Read the full post here.
I’ll admit that I’m not an Agile expert and I don’t understand a lot of it yet, but in a recent project I saw this responsibility-dodging behavior on an Agile team, and I think the culture of supremacy of developers over project coordinators preventing anyone from calling them out. The scrum-model is a short rapid-fire way of tracking team progress, but the flip-side is you get the perception of transparency but in fact only get a surface-level view of what the developer is actually doing. When things are not going right in a project, developers are able to cut features and push timelines, unfairly shifting the burden onto project coordinators who then have to deal with the client. The failure of the project coordinator in this case was that they didn’t notice or seem to mind that the developers had the same goals day after day and didn’t make progress. What’s funny is these people would rephrase their goals each day but say exactly the same thing.
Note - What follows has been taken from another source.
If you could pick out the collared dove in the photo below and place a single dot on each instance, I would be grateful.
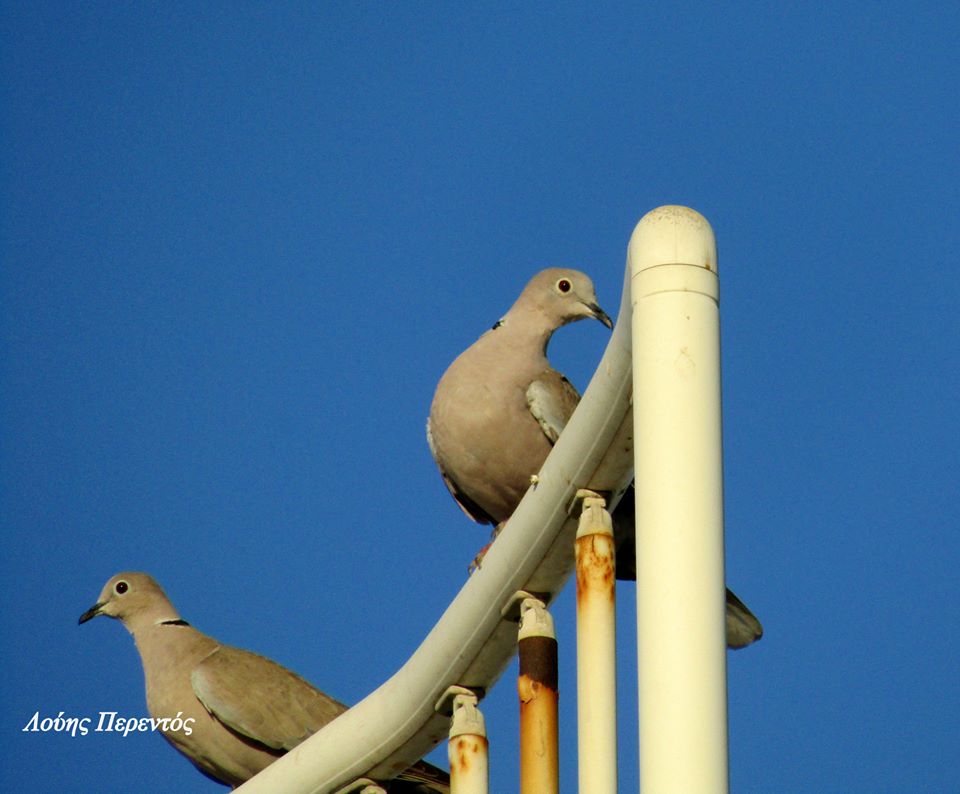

That’s a fault of the coordinator, not the model, but even if they did notice, what could they really do about it. In a room full of many people who is going to step forward and say ‘hey! you’re full of crap!’
January 7th, 2008 at 8:36 pm
Great article. For one, I would stand up in front of the room. Although I have found it to be more effective to work with development managers and individual developers. The backlog for a sprint (or release, if not scrum) is defined as a function of prioritization and estimation. If the development team is consistently missing their estimates, you have a problem.
If you choose not to address it, that is certainly not an issue with the methodology. A waterfall method only provides the opportunity to obscure the problem (I’ll run over on X and make it up on Y). At the end of the waterfall, the project is proportionally delayed – which is a much bigger problem, with little or no means to address the issue.
Think about it from a project management perspective, ignoring the development methodology (or even the fact that it is a development schedule). The earlier that you know that your schedule is slipping, the more you can do about it.
You’re exactly right to blame the coordinator for sticking his head in the sand when a team behaves as you describe. But that doesn’t absolve the people who are failing to meet their obligations – and that is a cultural problem. Developers need to be expected to be held accountable for their estimates.
Scott “standing up in front of the room” Sehlhorst
January 10th, 2008 at 7:37 pm
Thanks Scott, I agree that at the very least the coordinator should be able to detect slippage and see where it’s happening. Sounds like the blame can be evenly spread in a situation like this.